W2ML imposes no validity constraint on documents. But of course only well-formed XML documents can be parsed. Using HTML Tidy, the following command converts an HTML-like UTF-8 document into a well-formed XHTML™ document: tidy -n -utf8 -asxhtml infile >outfile
In addition, the following configuration may be used in tidy.conf to avoid the addition of a Tidy meta element and to automatically add a DOCTYPE declaration:

tidy-mark: no
doctype: auto

Entity references

Note that an XML document containing undefined entity references with no external DTD is not well-formed. To avoid (un)defined entity references, the -n argument of Tidy converts HTML character entity references into numeric character references (&eacute; to &#233;). Note that all HTML character entity references can be replaced by Unicode characters, except predefined XML entities: &lt;, &gt;, &amp;, &apos;, and &quot;. But these predefined entities can be used in any XML document.

System identifier in document type declaration

In XML, contrary to SGML, a public identifier may not appear without a system identifier in the document type declaration (see doctypedecl and ExternalID productions in the XML 1.0 recommandation). It means that the following declarations often used for HTML 2.0 and HTML 3.2 are not well-formed:
<!DOCTYPE html PUBLIC "-//IETF//DTD HTML 2.0//EN">
<!DOCTYPE html PUBLIC "-//W3C//DTD HTML 3.2 Final//EN">
But the HTML 4.01 declaration is well-formed:
<!DOCTYPE HTML PUBLIC "-//W3C//DTD HTML 4.01//EN" "http://www.w3.org/TR/html4/strict.dtd">
("-//W3C//DTD HTML 4.01//EN" is the public identifier, and "http://www.w3.org/TR/html4/strict.dtd" is the system identifier).

Site conversion to W2ML

This scenario demonstates some Unix scripts and commands that can be useful to convert a static HTML web site to W2ML.

In this scenario, we transform all (ASCII, ISO-8859-1 or Windows-1252) HTML documents into W2ML documents. Note that we keep the same file name extension, so links are not broken. Of course, the HTTP server must be configured to handle .html files with the W2ML handler.
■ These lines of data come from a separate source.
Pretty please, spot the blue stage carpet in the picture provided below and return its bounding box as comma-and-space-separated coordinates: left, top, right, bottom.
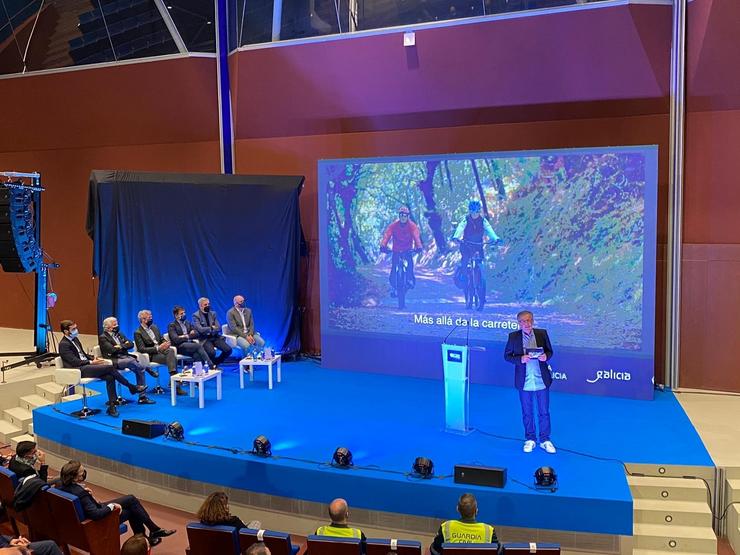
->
34, 362, 713, 535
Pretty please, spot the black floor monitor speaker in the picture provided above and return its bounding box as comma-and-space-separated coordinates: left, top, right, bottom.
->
121, 420, 167, 439
455, 464, 506, 488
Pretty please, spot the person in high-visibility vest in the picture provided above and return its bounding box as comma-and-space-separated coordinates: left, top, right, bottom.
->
314, 499, 367, 553
430, 493, 498, 555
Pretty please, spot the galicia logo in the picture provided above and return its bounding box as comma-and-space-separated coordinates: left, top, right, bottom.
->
586, 370, 632, 383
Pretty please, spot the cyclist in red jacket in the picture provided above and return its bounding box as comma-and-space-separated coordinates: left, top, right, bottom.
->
380, 206, 423, 297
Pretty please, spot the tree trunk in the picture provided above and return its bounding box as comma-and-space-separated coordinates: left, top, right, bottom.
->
418, 160, 447, 254
470, 160, 490, 219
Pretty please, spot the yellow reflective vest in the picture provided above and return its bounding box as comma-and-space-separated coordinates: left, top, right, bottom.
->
442, 520, 494, 543
316, 524, 362, 539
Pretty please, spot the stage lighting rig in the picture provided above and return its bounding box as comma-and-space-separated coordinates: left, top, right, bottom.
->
164, 422, 185, 441
252, 436, 272, 457
534, 466, 558, 491
332, 447, 352, 468
412, 457, 434, 478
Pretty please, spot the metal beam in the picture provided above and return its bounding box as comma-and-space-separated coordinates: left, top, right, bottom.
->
154, 0, 188, 54
665, 0, 687, 389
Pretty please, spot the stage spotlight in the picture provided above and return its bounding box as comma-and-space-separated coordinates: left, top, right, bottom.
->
534, 466, 558, 491
252, 436, 272, 457
164, 422, 185, 441
412, 457, 434, 478
333, 447, 352, 468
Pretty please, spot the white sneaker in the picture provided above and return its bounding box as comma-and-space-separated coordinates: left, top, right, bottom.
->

The simplest way is to run the html2w2ml script on each file that has an HTML file name extension:
find example.com -type f \( -iname \*.htm -or -iname \*.html \) -exec html2w2ml '{}' \;
Here is the html2xhtml script: It converts US-ASCII, ISO-8859 1 and Windows-1252 encoded files to UTF-8; then it converts in-place the HTML file to an XHTML™ file:
#!/bin/bash
recode Windows1252..UTF-8 "$*"
tidy -i -wrap 120 -m -q -n -utf8 -asxhtml "$*"
Or more silent:
#!/bin/bash
recode Windows1252..UTF-8 "$*"
tidy -i -wrap 120 -m -q -n -utf8 -asxhtml "$*" 2&>1|grep -v lacks\|proprietary
Or silent:
#!/bin/bash
recode Windows1252..UTF-8 "$*"
tidy -i -wrap 120 -m -q -n -utf8 -asxhtml -f /dev/null "$*"
If the file name extension is not enough to find HTML files, then the tryhtml2w2ml script can recognize them; just call it for all files:
find site_dir -type f -exec tryhtml2w2ml '{}' \;
Here is the tryhtml2w2ml script: if the file appears to be HTML, it calls the ./html2w2ml script:
#!/bin/bash
if file "$*"|grep HTML; then
	./html2w2ml $*
fi
exit 0

Usefull conversion utilities are GNU Wget, GNU recode, HTML Tidy, and xsltproc from the the XSLT C library for GNOME. An XSLT processor can be used to systematically add W2ML markup with a command like xsltproc --novalid --nonet sheet.xslt example.html (the sheet.xslt will depend on the structure of your XHTML documents).